PITTSBURGH -- Johnny Rodriguez has been reminding his son a lot lately where he was five years ago.
Sean Rodriguez was playing for the Rays, who began the season's final month nine games out of a playoff spot and stormed back to capture the American League Wild Card. That same September, David Freese's Cardinals made a similarly dramatic comeback and rode it all the way to the World Series.
"[My dad] says, 'Why not?'" Rodriguez said. "I say, 'I believe, I definitely believe. Why not?'"
That "why not?" mentality fits the Pirates as they enter the final two weeks of the season. They do not have a realistic chance to make the postseason for the fourth straight year. Pittsburgh's playoff odds, as calculated by FanGraphs, had fallen from 31.4 percent on Aug. 28 to 0.3 percent on Monday.
But the Bucs are not yet ready to change course on the remainder of this year for two reasons: First, they won't say they're out until they are officially declared to be so. And second, elimination will not dramatically alter their plans, anyway.
"We're balancing that while it feels improbable, it is still possible," general manager Neal Huntington said. "We may need some help from some other clubs, but we're still balancing that with each player's short-term and long-term interest in mind."
With 13 games remaining, the Pirates' only hope would be for the Giants or Mets to fall behind and the Cardinals to claim ownership of the second Wild Card spot. If Pittsburgh could pull within three games of St. Louis in time for the final series of the season at Busch Stadium, it would still have hope.

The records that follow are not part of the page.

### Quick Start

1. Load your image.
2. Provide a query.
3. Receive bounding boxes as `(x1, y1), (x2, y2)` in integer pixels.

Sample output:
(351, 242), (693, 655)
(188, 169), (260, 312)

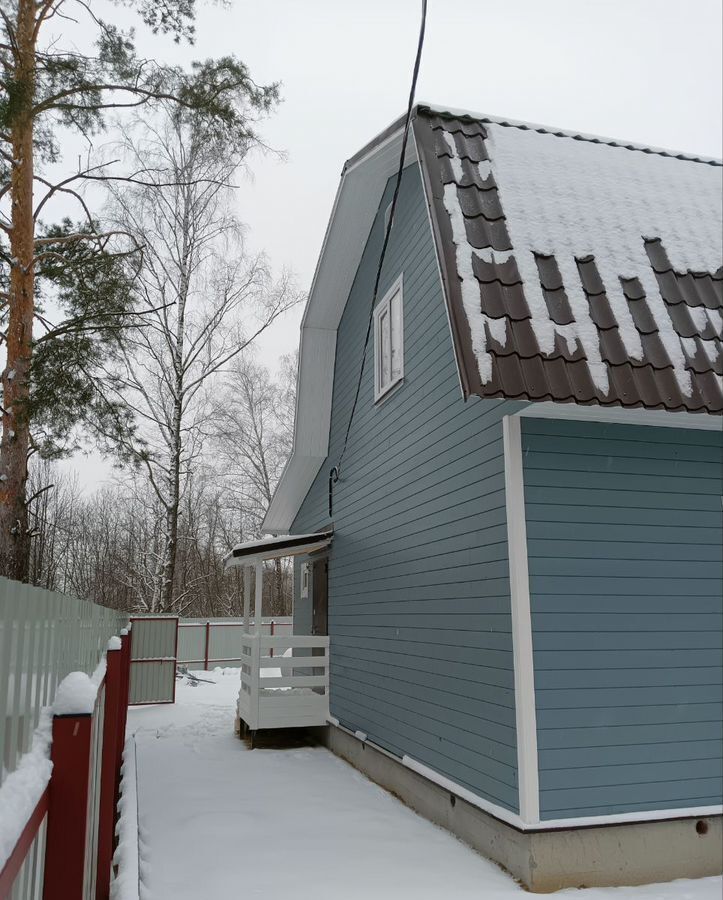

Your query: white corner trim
(502, 416), (540, 825)
(410, 128), (464, 399)
(515, 401), (723, 431)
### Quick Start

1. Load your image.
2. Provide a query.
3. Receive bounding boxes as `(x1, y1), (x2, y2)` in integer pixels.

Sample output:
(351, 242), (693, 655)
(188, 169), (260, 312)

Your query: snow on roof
(415, 110), (723, 412)
(224, 531), (333, 568)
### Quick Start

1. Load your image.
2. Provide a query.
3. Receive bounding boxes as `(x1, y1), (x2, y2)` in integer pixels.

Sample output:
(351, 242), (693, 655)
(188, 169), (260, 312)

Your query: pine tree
(0, 0), (278, 580)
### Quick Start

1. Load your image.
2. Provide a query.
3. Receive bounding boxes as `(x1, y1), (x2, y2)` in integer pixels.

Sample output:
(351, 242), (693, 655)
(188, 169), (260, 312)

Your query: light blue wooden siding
(522, 419), (723, 818)
(293, 167), (518, 810)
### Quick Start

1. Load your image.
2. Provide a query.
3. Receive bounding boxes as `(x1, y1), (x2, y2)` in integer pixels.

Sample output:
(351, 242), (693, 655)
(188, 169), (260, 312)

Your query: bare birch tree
(214, 354), (297, 615)
(107, 114), (298, 611)
(0, 0), (278, 580)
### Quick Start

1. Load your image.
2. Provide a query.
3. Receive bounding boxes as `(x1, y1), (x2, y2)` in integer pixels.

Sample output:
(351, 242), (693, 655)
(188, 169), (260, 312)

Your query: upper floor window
(374, 276), (404, 402)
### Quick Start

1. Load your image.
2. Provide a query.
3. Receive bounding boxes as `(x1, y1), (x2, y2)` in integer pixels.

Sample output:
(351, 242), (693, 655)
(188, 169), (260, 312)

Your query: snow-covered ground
(115, 669), (722, 900)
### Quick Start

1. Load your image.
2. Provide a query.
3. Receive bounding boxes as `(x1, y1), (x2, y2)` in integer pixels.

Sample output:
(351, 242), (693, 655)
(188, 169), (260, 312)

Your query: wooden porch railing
(238, 634), (329, 732)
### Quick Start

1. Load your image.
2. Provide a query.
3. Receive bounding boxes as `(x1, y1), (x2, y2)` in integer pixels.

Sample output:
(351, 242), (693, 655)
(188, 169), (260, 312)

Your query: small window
(374, 278), (404, 402)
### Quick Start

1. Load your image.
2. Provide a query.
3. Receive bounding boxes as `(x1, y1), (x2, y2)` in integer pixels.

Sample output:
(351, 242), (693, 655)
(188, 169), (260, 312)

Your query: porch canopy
(224, 531), (334, 634)
(224, 531), (334, 569)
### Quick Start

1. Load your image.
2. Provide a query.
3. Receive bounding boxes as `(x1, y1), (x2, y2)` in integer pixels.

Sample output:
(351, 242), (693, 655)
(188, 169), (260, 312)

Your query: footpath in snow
(114, 669), (722, 900)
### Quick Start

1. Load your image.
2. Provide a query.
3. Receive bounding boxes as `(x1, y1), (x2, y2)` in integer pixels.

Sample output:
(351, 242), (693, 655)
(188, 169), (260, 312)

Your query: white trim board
(404, 752), (723, 831)
(502, 416), (540, 825)
(515, 401), (723, 432)
(327, 715), (723, 831)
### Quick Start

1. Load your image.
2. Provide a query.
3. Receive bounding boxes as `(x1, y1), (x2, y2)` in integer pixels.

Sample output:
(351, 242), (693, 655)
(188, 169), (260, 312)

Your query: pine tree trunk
(0, 0), (35, 581)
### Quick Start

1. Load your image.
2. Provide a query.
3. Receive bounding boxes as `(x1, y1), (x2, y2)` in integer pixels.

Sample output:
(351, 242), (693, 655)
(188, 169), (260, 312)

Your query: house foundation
(317, 725), (723, 893)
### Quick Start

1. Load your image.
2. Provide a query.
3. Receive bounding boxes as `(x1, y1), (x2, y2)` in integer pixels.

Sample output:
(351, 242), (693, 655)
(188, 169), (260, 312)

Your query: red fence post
(95, 645), (123, 900)
(113, 631), (132, 820)
(43, 713), (93, 900)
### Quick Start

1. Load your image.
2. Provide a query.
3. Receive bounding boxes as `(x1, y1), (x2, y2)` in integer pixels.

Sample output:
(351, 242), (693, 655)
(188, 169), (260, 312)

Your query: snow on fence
(0, 578), (130, 900)
(178, 616), (293, 669)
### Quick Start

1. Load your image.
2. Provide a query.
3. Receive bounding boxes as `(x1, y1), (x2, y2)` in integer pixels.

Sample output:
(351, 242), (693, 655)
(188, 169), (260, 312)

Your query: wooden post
(254, 559), (264, 635)
(113, 632), (131, 824)
(244, 566), (251, 634)
(95, 644), (123, 900)
(43, 713), (93, 900)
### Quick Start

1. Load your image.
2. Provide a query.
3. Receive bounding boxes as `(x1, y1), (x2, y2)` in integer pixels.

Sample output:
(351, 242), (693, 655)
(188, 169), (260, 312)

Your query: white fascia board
(261, 128), (417, 534)
(515, 401), (723, 431)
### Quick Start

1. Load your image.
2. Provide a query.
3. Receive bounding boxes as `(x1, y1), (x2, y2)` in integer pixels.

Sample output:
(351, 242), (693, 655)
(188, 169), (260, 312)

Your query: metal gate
(128, 616), (178, 706)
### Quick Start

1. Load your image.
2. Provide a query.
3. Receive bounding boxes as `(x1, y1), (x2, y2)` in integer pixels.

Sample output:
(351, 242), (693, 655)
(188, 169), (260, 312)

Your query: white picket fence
(0, 578), (128, 782)
(238, 634), (329, 732)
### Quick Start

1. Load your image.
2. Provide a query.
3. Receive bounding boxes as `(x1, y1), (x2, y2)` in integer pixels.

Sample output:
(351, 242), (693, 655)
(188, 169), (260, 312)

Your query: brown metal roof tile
(655, 269), (690, 303)
(567, 359), (604, 403)
(695, 370), (723, 413)
(600, 328), (629, 366)
(666, 272), (723, 309)
(588, 294), (618, 329)
(644, 366), (687, 409)
(490, 319), (540, 361)
(608, 362), (640, 406)
(628, 295), (658, 334)
(645, 238), (673, 272)
(542, 287), (575, 325)
(473, 254), (522, 285)
(414, 109), (723, 412)
(522, 355), (550, 400)
(666, 303), (698, 337)
(493, 354), (527, 397)
(577, 256), (605, 295)
(457, 186), (505, 220)
(464, 216), (512, 250)
(544, 357), (575, 400)
(620, 278), (645, 300)
(535, 253), (563, 291)
(631, 364), (663, 409)
(434, 128), (489, 162)
(639, 331), (672, 369)
(683, 336), (723, 375)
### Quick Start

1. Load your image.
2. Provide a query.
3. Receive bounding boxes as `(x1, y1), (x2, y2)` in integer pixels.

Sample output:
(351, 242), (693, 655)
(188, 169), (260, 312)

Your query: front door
(311, 559), (329, 635)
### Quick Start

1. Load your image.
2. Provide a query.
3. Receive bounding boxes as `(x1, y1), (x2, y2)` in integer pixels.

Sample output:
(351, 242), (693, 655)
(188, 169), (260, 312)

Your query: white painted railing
(238, 634), (329, 731)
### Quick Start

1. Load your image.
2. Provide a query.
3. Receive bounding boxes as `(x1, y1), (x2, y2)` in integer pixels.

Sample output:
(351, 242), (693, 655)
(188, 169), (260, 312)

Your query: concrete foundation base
(318, 725), (723, 896)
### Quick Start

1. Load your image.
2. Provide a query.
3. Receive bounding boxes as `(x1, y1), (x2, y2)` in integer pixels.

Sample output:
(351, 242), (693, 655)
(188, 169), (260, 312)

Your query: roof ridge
(416, 102), (723, 166)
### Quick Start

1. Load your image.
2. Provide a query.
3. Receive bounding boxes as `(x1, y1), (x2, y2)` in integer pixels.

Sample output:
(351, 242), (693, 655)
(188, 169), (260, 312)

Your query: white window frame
(374, 275), (404, 403)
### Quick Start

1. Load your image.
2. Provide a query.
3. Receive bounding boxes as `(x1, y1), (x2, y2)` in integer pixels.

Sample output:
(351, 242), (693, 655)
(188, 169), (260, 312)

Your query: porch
(225, 532), (332, 742)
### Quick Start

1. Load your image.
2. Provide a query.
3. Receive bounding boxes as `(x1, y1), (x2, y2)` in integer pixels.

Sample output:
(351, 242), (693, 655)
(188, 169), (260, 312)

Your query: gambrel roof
(263, 104), (723, 533)
(414, 108), (723, 413)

But the Bucs may be hard-pressed to finish above .500, much less in the playoffs. With 682 runs scored and 686 allowed, their projected record aligns perfectly with where they are -- 74-75, one game below .500 -- heading into a three-game series in Milwaukee. They will then face the contending Nationals and Cubs at home and end the season in St. Louis.
With the odds stacked so heavily against the Pirates, why not starting playing with an eye toward next year? Because all along, they've been building for 2017 while trying to contend this year.
"I don't know that we'd change that much if we were to get eliminated," Huntington said. "The young players are playing a lot, because they're helping us make this late push."
The Pirates hope the experience will be valuable for their young players in the future, even if this year's push doesn't end in middle or late October.
"We're still in a race. My conviction is to continue to put out the best team that day to win a game that still has us in a race," manager Clint Hurdle said. "If that shifts, when it shifts, we'll adjust accordingly. … There's a lot of lessons learned by men being involved in a race and maybe not being the major participants in the race."